La geopolitica odierna dell’energia è dominata da aziende di Stato, saldamente controllate da Paesi emergenti. La regina è Aramco, l’azienda pubblica dell’Arabia saudita che di recente ha avuto un aumento del 90% dei profitti, ed ha di gran lunga la capitalizzazione di Borsa più alta. Proprio perché sono proprietari delle maggiori aziende energetiche al mondo, gli Stati del Medio Oriente accumuleranno nei prossimi quattro anni altri 1.300 miliardi di dollari di ricchezza, un immenso trasferimento di risorse Nord-Sud, secondo le stime del Fondo monetario internazionale. Tra i beneficiari ci saranno i loro fondi sovrani come il Saudi Arabia Public Investment Fund, la Qatar Investment Authority, Abu Dhabi Investment Authority, Kuwait Investment Authority. Anche in altre parti del mondo si assiste a questa duplice tendenza: da una parte una rivalutazione delle energie fossili il cui ruolo deve «accompagnare» le rinnovabili (per ogni centrale solare ce ne vuole una tradizionale che la affianchi di notte); d’altra parte la crescente concentrazione del potere energetico nelle mani degli Stati produttori. L’ultimo esempio è in Messico, dove il presidente Andrés Manuel Lòpez Obrador (abbreviato in Amlo) – un socialista populista – ha deciso di investire 6,2 miliardi di dollari per costruire 15 centrali elettriche a carburante fossile, e allo stesso tempo ha deciso di rafforzare il controllo pubblico sulle fonti di energia attraverso il monopolio di Stato Pemex. «Ignoriamo il canto delle sirene – dice Amlo – cioè quelle voci che profetizzavano la fine dell’era del petrolio e l’arrivo massiccio delle auto elettriche e delle energie rinnovabili». In tutta l’America latina una nuova generazione di leader di sinistra rilancia le nazionalizzazioni di tutto ciò che non era ancora pubblico: e questo fra l’altro riguarda anche le terre rare e minerali strategici per le energie rinnovabili. Lo stesso vale per l’Africa e l’Asia. Il ruolo delle sette sorelle è stato soppiantato da tempo da colossi pubblici soggetti ai governi, i veri centri di potere dove si decide il futuro dell’energia.

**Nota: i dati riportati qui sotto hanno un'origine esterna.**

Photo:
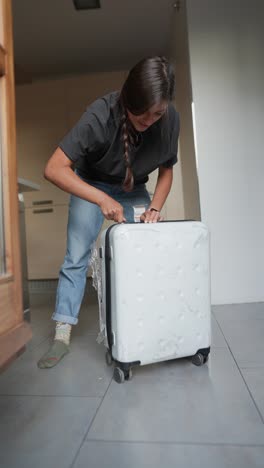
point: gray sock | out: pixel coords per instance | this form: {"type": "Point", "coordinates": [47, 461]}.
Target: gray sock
{"type": "Point", "coordinates": [56, 352]}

Una parte dei paesi emergenti, quelli sprovvisti di materie prime, in questa stretta energetica sono nei guai molto più di noi occidentali. Il Pakistan in bancarotta non è riuscito ad aggiudicarsi una sola gara d’asta per acquisto di gas liquido, spiazzato da una corsa al rialzo dei prezzi dove si confrontano gli europei e gli asiatici ricchi come Cina Giappone Corea. Lo Sri Lanka, altro paese in bancarotta, ha dovuto imporre un rincaro del 264% nelle bollette elettriche, perché non può più permettersi di sovvenzionare le piccole utenze a carico del bilancio pubblico e deve scaricare i rincari dei prezzi sui consumatori.